Kelly, whose title was senior adviser on weapons of mass destruction, might have unwittingly become caught up in a painfully public political storm for which his experience as a respected expert on bioterrorism and his personal life as an intensely private family man had not prepared him.

The implication of the badgering questions from the committee was that the scientist had been set up to rebut reports by the BBC about possible government manipulation of intelligence to exaggerate the threat posed by Saddam Hussein.

A soft-spoken civil servant in the Ministry of Defense accustomed to working behind the scenes, Kelly was pressed repeatedly by committee members to say whether he was the "fall guy" in the bitter dispute that has pitted the government against the BBC and has been front-page news in Britain during the last week.

Prime Minister Tony Blair's powerful communications and security director, Alastair Campbell, has conducted a wide-ranging campaign against the BBC, the world's largest public service broadcaster, alleging that it has let its vaunted standards of impartiality lapse in the pursuit of what he has called "an agenda against the war."

In an e-mail message to a reporter sent hours before he left for his walk, Kelly gave no indication that he was depressed.

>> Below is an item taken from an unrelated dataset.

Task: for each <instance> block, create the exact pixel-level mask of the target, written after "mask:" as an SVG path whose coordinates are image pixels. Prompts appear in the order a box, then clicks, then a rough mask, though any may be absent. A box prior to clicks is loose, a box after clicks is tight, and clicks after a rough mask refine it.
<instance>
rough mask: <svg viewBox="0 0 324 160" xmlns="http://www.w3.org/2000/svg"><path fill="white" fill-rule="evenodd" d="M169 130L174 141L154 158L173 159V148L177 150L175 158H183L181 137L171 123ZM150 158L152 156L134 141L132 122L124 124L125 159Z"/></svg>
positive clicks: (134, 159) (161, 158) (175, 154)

He said that he was waiting "until the end of the week" before judging how his appearance before the committee had gone, and referred to "many dark actors playing games." Based on earlier conversations with Kelly, the words seemed to refer to people within the Ministry of Defense and Britain's intelligence agencies with whom he had often sparred over interpretations of intelligence reports.

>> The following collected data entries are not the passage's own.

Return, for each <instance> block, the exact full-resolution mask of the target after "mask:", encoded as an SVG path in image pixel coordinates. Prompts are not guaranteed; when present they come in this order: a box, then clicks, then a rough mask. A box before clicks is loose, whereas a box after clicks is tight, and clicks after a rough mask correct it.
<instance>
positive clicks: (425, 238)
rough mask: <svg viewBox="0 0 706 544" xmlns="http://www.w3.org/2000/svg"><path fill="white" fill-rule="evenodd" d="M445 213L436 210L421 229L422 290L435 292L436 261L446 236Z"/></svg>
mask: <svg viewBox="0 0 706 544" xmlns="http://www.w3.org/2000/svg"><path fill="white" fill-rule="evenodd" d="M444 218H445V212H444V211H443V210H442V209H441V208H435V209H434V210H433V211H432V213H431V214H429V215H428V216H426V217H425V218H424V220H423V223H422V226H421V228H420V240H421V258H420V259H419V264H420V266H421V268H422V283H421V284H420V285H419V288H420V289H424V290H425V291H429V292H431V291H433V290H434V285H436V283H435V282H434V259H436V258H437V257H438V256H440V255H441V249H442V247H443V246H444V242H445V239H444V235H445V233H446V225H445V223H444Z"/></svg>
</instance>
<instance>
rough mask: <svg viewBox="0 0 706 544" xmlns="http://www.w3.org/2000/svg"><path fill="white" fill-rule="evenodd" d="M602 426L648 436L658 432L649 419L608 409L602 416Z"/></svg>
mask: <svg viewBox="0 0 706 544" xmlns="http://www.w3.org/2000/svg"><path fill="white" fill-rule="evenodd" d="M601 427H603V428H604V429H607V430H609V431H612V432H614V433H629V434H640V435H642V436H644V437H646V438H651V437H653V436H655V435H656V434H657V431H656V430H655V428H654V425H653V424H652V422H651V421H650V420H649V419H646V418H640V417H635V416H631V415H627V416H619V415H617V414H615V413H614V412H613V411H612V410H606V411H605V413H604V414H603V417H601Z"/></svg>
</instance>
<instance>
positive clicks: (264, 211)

Blair was told about the discovery of the body during a flight to Tokyo from Washington yesterday, and upon his arrival, his spokesman said, "The prime minister is obviously very distressed for the family."

`Very, very stressed'

Tom Mangold, a journalist for the British news network ITV and a friend of David Kelly's, said that he had spoken yesterday morning to Janice Kelly, who said her husband had been "very, very angry about what had happened at the committee" on Tuesday.

"She didn't use the word `depressed,'" Mangold said, "but she said he was very, very stressed and unhappy about what had happened and this was really not the kind of world he wanted to live in."